La condamnation de Khalifa Sall et deux de ses co-prévenus appelle un commentaire d’«arrêt». Lequel, au-delà de l’aspect typiquement judiciaire, aborde les perspectives politiques que cette condamnation induit.
Comme l’on s’y attendait, au vu du déroulé du procès, des éléments à charge de l’accusation et du réquisitoire du parquet dont le patron est lui-même «monté» sur scène, Khalifa Sall a été condamné à 5 ans de prison ferme et à une amende de 5 millions de francs Cfa. Et comme le leur permet le code de procédure pénale, Khalifa et ses conseils ont toute latitude d’élever appel de cette condamnation. Et à écouter les différentes déclarations de certains de ses avocats, tout laisse croire qu’il en sera ainsi. Et là, c’est la Cour d’appel, une juridiction un cran supérieure à celle d’instance qui va statuer à nouveau sur l’affaire. Trois possibilités à ce niveau : la confirmation totale de la condamnation, la confirmation partielle ou l’infirmation. Mais, on n’en reste pas là vu que la cassation est une autre possibilité ouverte devant la Cour suprême. Laquelle jugera, non pas les faits, mais le droit. Elle verra si le droit a été bien ou mal appliqué et décidera en conséquence. Là, on est au niveau légal.

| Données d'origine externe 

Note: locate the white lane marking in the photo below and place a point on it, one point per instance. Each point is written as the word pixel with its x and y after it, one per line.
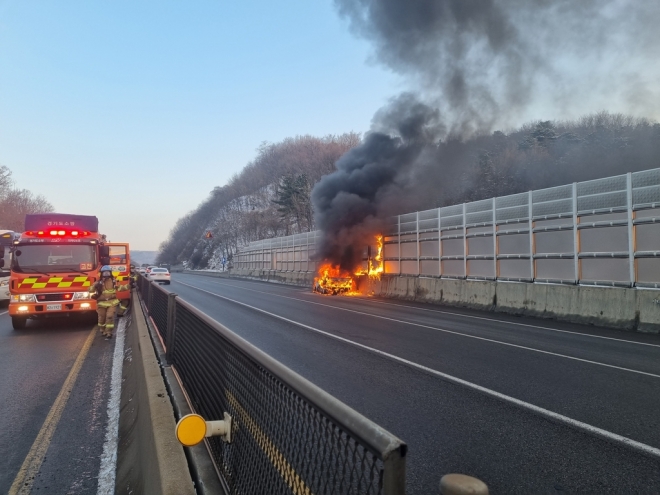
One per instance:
pixel 108 467
pixel 506 322
pixel 608 435
pixel 467 335
pixel 374 301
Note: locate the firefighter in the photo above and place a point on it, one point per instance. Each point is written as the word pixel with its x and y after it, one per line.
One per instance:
pixel 124 304
pixel 105 293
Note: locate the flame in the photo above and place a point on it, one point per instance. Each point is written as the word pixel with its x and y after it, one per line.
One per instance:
pixel 332 280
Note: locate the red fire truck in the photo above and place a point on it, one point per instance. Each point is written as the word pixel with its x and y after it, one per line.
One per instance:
pixel 55 262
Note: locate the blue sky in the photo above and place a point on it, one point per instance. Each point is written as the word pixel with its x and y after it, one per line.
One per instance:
pixel 134 111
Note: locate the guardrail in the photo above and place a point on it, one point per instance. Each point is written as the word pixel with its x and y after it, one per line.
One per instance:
pixel 288 435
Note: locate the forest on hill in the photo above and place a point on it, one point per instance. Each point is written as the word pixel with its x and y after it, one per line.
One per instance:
pixel 15 203
pixel 271 196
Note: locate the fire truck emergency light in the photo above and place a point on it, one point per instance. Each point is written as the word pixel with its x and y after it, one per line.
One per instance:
pixel 192 428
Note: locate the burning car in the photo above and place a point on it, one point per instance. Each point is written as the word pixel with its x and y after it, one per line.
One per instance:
pixel 333 285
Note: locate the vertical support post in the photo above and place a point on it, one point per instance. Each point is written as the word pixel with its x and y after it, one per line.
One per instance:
pixel 495 243
pixel 399 237
pixel 171 322
pixel 439 244
pixel 631 231
pixel 419 248
pixel 465 250
pixel 530 214
pixel 149 296
pixel 576 237
pixel 394 472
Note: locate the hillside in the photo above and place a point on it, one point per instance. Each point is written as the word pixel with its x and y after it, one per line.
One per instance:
pixel 272 195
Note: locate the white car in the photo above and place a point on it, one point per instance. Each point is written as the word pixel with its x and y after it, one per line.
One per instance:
pixel 159 275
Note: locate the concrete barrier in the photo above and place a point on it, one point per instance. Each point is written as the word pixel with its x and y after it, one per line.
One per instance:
pixel 149 458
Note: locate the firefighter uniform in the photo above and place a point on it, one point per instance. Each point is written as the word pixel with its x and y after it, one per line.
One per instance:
pixel 105 292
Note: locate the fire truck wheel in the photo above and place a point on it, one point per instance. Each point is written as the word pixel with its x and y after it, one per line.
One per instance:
pixel 18 323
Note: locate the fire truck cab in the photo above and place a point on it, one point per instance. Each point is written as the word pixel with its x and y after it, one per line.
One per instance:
pixel 7 238
pixel 55 262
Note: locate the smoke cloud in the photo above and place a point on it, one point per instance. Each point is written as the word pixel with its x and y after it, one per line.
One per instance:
pixel 474 66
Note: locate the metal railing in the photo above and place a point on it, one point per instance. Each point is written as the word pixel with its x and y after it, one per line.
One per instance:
pixel 288 435
pixel 598 232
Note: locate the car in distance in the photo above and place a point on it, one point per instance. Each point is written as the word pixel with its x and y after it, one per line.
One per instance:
pixel 159 275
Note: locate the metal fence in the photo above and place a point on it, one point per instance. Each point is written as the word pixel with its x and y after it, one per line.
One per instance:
pixel 288 436
pixel 598 232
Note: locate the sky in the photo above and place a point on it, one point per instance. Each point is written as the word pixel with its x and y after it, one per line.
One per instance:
pixel 135 111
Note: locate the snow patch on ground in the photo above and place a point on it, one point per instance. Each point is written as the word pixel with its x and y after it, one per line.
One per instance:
pixel 108 469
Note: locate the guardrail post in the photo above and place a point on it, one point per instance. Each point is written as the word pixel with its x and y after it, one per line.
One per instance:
pixel 465 244
pixel 495 243
pixel 631 230
pixel 394 473
pixel 530 213
pixel 150 291
pixel 439 244
pixel 576 237
pixel 171 322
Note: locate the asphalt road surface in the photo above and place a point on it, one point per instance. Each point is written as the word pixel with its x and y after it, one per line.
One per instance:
pixel 54 394
pixel 527 405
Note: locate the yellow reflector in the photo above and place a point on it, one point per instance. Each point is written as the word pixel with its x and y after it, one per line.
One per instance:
pixel 190 430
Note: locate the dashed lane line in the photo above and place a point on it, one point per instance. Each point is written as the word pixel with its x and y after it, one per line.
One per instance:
pixel 467 335
pixel 559 418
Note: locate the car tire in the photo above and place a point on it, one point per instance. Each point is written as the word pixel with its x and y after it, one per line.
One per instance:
pixel 18 322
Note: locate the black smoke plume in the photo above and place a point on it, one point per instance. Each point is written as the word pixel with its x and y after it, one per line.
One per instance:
pixel 474 66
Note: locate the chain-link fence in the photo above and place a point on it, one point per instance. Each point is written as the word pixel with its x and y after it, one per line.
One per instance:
pixel 288 436
pixel 598 232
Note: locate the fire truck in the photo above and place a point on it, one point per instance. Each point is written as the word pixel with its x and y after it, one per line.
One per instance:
pixel 7 238
pixel 54 263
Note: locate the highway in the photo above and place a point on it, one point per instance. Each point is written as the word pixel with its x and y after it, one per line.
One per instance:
pixel 527 405
pixel 56 378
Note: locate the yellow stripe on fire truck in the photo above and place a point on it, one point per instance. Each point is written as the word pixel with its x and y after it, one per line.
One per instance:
pixel 53 282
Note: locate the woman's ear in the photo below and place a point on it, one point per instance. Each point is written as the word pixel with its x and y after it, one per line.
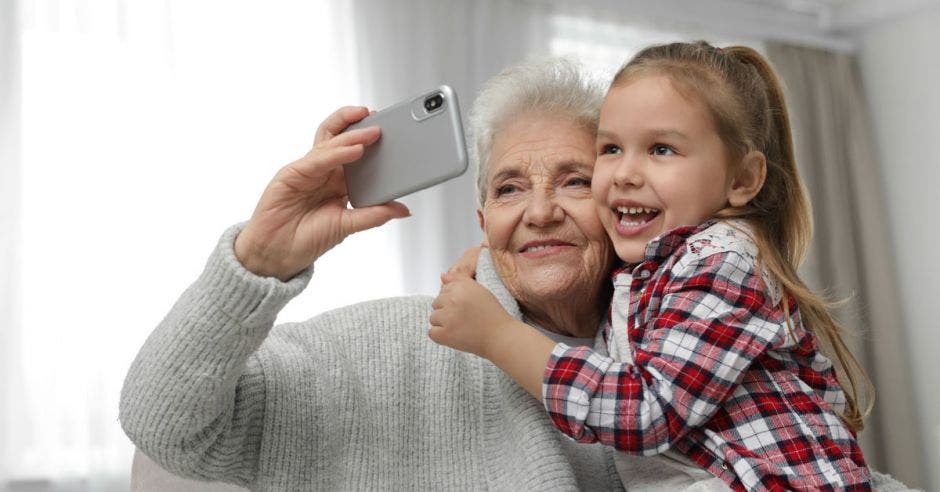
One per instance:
pixel 486 241
pixel 748 179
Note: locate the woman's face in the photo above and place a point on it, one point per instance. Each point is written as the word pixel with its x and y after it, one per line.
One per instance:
pixel 539 218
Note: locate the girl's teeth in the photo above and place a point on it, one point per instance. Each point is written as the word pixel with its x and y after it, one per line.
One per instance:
pixel 636 210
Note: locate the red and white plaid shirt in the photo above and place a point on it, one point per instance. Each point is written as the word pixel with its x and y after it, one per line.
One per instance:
pixel 715 373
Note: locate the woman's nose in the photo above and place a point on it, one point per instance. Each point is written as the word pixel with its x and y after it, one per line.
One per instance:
pixel 628 171
pixel 542 209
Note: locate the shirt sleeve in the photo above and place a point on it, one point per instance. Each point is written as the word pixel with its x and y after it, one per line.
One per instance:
pixel 194 397
pixel 713 320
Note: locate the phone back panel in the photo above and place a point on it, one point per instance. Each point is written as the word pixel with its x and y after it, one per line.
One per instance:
pixel 417 149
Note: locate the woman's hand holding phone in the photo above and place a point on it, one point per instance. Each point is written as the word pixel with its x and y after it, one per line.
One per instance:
pixel 303 211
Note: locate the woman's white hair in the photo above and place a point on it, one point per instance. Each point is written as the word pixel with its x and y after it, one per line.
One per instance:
pixel 553 87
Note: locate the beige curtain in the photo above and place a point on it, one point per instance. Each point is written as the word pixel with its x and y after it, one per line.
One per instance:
pixel 851 257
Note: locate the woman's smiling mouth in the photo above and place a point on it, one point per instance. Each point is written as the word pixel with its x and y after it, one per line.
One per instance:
pixel 542 248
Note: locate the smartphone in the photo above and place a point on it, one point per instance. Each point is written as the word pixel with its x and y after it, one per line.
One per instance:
pixel 422 144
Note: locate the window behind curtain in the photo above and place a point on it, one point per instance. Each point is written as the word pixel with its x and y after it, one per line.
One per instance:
pixel 147 129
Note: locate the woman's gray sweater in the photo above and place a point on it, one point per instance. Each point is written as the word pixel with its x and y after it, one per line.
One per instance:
pixel 355 398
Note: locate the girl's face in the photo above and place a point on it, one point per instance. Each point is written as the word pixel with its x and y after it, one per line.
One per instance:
pixel 660 164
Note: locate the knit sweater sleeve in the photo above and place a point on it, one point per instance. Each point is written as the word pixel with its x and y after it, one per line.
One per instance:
pixel 194 397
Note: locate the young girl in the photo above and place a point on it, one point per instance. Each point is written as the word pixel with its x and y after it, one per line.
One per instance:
pixel 716 340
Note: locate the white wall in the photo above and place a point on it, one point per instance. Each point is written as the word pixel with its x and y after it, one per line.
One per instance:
pixel 900 64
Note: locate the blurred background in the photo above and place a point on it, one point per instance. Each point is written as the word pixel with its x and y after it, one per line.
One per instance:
pixel 132 133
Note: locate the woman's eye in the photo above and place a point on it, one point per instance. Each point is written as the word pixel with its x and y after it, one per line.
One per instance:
pixel 578 182
pixel 609 149
pixel 505 189
pixel 660 149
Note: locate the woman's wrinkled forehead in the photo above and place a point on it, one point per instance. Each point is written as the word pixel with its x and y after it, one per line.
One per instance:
pixel 541 147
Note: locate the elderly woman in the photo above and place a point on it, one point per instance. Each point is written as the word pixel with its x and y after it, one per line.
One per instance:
pixel 360 397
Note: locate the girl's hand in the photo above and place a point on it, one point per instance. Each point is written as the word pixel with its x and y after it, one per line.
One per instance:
pixel 467 317
pixel 303 211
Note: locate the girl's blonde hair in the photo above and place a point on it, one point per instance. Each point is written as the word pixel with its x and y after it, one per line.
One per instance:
pixel 743 96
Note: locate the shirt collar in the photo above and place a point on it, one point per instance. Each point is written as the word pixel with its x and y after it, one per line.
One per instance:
pixel 664 245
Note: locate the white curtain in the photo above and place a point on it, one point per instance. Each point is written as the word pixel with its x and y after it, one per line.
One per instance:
pixel 852 257
pixel 133 133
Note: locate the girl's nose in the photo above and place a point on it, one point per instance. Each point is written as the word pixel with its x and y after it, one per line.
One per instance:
pixel 628 172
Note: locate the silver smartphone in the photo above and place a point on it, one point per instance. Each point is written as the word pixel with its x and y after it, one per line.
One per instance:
pixel 422 144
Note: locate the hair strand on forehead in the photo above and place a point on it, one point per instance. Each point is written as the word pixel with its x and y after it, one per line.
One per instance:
pixel 550 87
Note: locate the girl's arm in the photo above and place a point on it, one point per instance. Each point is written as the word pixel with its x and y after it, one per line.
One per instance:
pixel 468 317
pixel 707 330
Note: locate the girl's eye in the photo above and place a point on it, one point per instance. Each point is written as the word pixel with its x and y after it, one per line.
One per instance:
pixel 609 149
pixel 660 149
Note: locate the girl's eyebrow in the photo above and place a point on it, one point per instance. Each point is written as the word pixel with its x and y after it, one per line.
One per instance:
pixel 652 133
pixel 667 132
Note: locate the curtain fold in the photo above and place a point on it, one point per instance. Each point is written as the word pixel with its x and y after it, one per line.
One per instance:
pixel 10 89
pixel 408 46
pixel 852 257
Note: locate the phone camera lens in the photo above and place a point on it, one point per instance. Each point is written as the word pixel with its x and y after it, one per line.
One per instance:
pixel 434 102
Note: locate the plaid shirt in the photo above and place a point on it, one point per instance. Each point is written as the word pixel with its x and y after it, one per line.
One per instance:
pixel 715 373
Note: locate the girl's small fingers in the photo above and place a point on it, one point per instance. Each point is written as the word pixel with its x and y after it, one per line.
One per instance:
pixel 335 123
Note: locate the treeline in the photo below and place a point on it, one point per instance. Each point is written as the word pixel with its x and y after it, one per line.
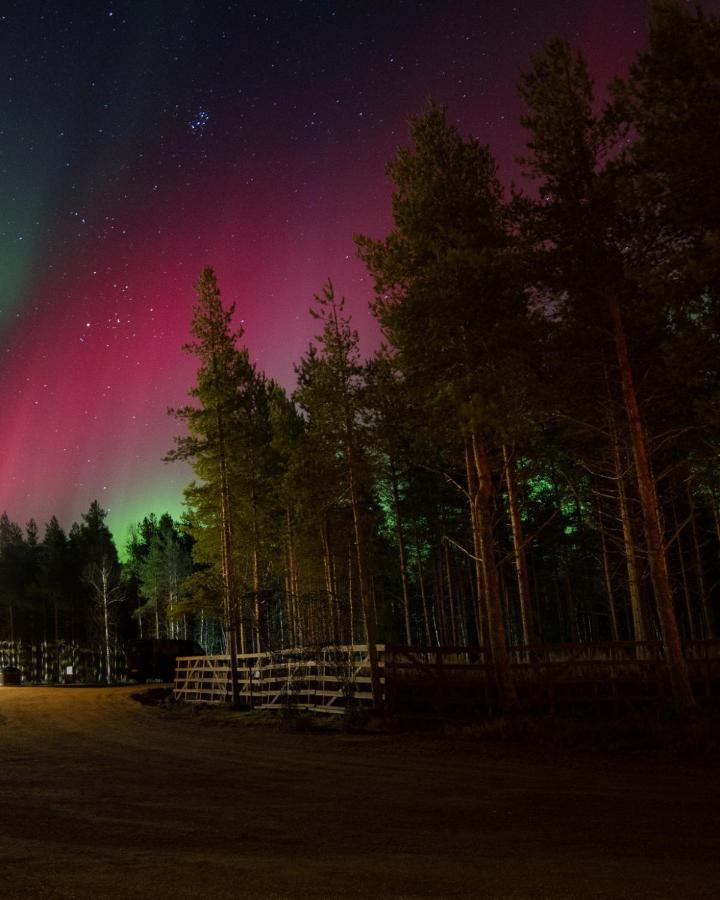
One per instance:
pixel 531 456
pixel 69 590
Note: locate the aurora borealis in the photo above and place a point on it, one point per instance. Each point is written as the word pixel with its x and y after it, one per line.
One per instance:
pixel 142 141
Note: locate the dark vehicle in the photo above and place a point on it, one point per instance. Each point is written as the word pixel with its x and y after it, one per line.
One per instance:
pixel 151 659
pixel 10 675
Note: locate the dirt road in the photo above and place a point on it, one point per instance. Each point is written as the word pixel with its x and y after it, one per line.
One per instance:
pixel 103 797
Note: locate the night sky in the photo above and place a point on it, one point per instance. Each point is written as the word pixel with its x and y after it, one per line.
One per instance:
pixel 141 141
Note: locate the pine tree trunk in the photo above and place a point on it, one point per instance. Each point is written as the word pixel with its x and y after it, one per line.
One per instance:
pixel 364 576
pixel 451 596
pixel 480 604
pixel 612 610
pixel 702 590
pixel 527 621
pixel 226 561
pixel 637 609
pixel 657 557
pixel 485 550
pixel 402 555
pixel 421 584
pixel 692 633
pixel 330 580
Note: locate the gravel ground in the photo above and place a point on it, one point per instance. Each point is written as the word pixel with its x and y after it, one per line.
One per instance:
pixel 101 796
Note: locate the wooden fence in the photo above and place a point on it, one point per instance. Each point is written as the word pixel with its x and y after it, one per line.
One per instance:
pixel 326 680
pixel 450 680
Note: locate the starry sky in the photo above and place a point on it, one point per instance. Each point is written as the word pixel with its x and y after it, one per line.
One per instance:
pixel 143 140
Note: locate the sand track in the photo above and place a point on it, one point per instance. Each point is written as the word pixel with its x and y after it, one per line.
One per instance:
pixel 103 797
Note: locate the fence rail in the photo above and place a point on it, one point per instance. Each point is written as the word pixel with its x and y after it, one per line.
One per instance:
pixel 448 679
pixel 325 680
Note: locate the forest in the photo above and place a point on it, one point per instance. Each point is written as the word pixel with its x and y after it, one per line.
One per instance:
pixel 529 457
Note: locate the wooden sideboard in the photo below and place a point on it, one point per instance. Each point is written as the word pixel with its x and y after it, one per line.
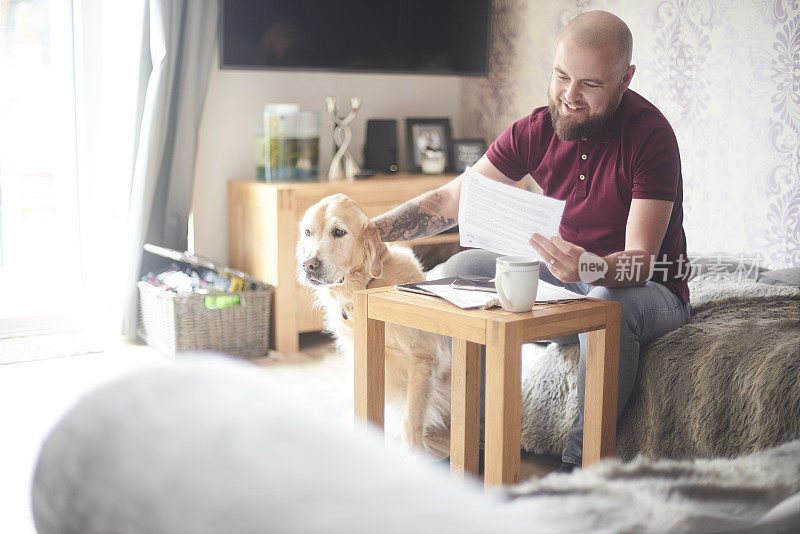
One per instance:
pixel 263 218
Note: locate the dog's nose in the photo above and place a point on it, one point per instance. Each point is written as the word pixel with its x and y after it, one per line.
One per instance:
pixel 312 264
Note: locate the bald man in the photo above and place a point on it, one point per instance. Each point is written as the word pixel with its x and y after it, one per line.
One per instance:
pixel 613 157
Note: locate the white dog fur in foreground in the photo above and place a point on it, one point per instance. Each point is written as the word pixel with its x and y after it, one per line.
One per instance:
pixel 340 251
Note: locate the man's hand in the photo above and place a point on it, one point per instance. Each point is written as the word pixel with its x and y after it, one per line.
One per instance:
pixel 560 255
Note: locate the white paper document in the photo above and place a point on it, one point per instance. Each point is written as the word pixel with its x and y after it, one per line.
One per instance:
pixel 470 300
pixel 502 218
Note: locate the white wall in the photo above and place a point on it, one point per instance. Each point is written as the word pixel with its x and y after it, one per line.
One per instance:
pixel 226 141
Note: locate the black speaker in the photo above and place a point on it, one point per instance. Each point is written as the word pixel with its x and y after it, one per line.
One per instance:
pixel 380 147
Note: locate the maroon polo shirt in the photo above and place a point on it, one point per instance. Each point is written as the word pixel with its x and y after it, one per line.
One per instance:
pixel 634 156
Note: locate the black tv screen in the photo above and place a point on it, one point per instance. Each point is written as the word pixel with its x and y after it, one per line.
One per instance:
pixel 403 36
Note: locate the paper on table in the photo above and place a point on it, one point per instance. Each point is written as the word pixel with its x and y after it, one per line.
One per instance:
pixel 549 293
pixel 502 218
pixel 463 298
pixel 469 300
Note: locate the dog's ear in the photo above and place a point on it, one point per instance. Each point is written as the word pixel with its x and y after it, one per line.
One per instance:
pixel 375 249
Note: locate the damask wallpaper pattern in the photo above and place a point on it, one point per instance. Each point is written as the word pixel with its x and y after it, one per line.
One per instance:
pixel 726 73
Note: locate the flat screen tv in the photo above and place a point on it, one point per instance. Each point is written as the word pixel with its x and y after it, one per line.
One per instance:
pixel 402 36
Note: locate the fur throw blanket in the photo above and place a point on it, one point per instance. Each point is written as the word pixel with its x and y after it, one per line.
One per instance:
pixel 664 496
pixel 725 384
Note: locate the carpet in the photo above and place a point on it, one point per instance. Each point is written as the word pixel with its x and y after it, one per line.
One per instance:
pixel 43 347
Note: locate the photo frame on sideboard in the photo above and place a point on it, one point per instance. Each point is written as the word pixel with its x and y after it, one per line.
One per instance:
pixel 466 152
pixel 427 132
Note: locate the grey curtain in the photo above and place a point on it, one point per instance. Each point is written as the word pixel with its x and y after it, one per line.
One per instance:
pixel 178 46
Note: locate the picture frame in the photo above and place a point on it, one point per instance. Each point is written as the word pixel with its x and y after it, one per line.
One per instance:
pixel 422 132
pixel 466 152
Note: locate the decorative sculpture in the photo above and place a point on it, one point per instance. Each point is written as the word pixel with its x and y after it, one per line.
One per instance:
pixel 342 137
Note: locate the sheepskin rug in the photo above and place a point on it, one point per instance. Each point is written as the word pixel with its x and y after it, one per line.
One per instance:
pixel 725 384
pixel 664 496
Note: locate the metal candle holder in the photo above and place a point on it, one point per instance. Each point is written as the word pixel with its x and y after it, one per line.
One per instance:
pixel 342 137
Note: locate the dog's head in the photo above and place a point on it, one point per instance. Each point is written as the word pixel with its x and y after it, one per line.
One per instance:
pixel 336 239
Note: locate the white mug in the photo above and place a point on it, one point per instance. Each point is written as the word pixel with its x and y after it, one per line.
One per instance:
pixel 516 279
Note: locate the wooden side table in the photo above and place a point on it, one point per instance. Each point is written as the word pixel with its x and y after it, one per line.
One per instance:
pixel 502 333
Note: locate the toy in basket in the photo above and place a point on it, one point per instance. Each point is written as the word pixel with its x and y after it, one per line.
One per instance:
pixel 205 317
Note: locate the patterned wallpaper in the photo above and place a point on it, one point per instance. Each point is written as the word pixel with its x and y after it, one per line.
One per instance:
pixel 725 73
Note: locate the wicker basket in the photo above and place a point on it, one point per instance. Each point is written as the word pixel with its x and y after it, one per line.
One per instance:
pixel 174 322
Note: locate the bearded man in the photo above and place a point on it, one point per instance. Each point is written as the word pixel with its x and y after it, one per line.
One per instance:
pixel 613 157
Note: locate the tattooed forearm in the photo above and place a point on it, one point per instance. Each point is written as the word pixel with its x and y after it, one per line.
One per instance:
pixel 419 217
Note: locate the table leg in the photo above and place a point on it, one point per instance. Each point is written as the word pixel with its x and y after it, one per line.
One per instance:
pixel 503 399
pixel 369 340
pixel 600 405
pixel 465 408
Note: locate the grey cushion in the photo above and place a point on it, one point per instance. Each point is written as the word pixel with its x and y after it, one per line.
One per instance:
pixel 789 276
pixel 725 265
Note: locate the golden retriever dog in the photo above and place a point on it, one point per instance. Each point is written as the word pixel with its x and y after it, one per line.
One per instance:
pixel 340 251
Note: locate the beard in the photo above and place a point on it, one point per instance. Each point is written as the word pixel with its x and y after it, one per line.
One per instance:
pixel 569 130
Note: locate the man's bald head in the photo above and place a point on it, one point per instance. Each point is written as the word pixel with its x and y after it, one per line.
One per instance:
pixel 601 29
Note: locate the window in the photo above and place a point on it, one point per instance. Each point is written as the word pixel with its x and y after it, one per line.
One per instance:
pixel 40 260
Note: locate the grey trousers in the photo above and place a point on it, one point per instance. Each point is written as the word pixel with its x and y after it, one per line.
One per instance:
pixel 648 312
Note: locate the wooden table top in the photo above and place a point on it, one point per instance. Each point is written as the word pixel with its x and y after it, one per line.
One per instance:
pixel 435 314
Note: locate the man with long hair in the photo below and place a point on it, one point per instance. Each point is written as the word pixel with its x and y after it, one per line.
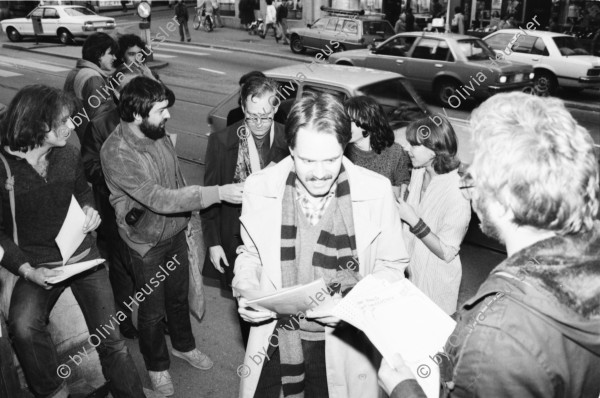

Au plan politique, les partisans du maire de Dakar promettent une riposte à la hauteur de «l’affront». De quelle nature sera-t-elle et quel en sera le contenu ? L’avenir le dira. Ce qui est clair, c’est que le pouvoir, lui, garde en sous-main, une autre arme aussi redoutable que la première. En cas de condamnation définitive et épuisement de toutes les voies de recours, c’est d’abord la mise sous délégation spéciale de la Ville de Dakar dont le mandat de l’équipe dirigeante devrait finir en 2019. Ce qui est une bouffée d’oxygène pour un pouvoir dont l’incarnation ne voudrait certainement pas affronter le maire de la ville-capitale dont les prérogatives dépassent, toutes choses égales par ailleurs, celles d’un Premier ministre.
L’autre carte en main qui a fini de coudre de fil blanc toute la procédure, c’est l’élimination pure et simple du potentiel candidat Sall de la course au fauteuil présidentiel. En théorie, c’est une épine de moins pour le Président sortant. Reste à savoir si, dans la pratique, les partisans du maire de Dakar lui laisseront les coudées franches pour dérouler tranquillement vers mars 2019 avec leur champion enfermé à double tour dans une cellule du Camp pénal ou du Cap Manuel.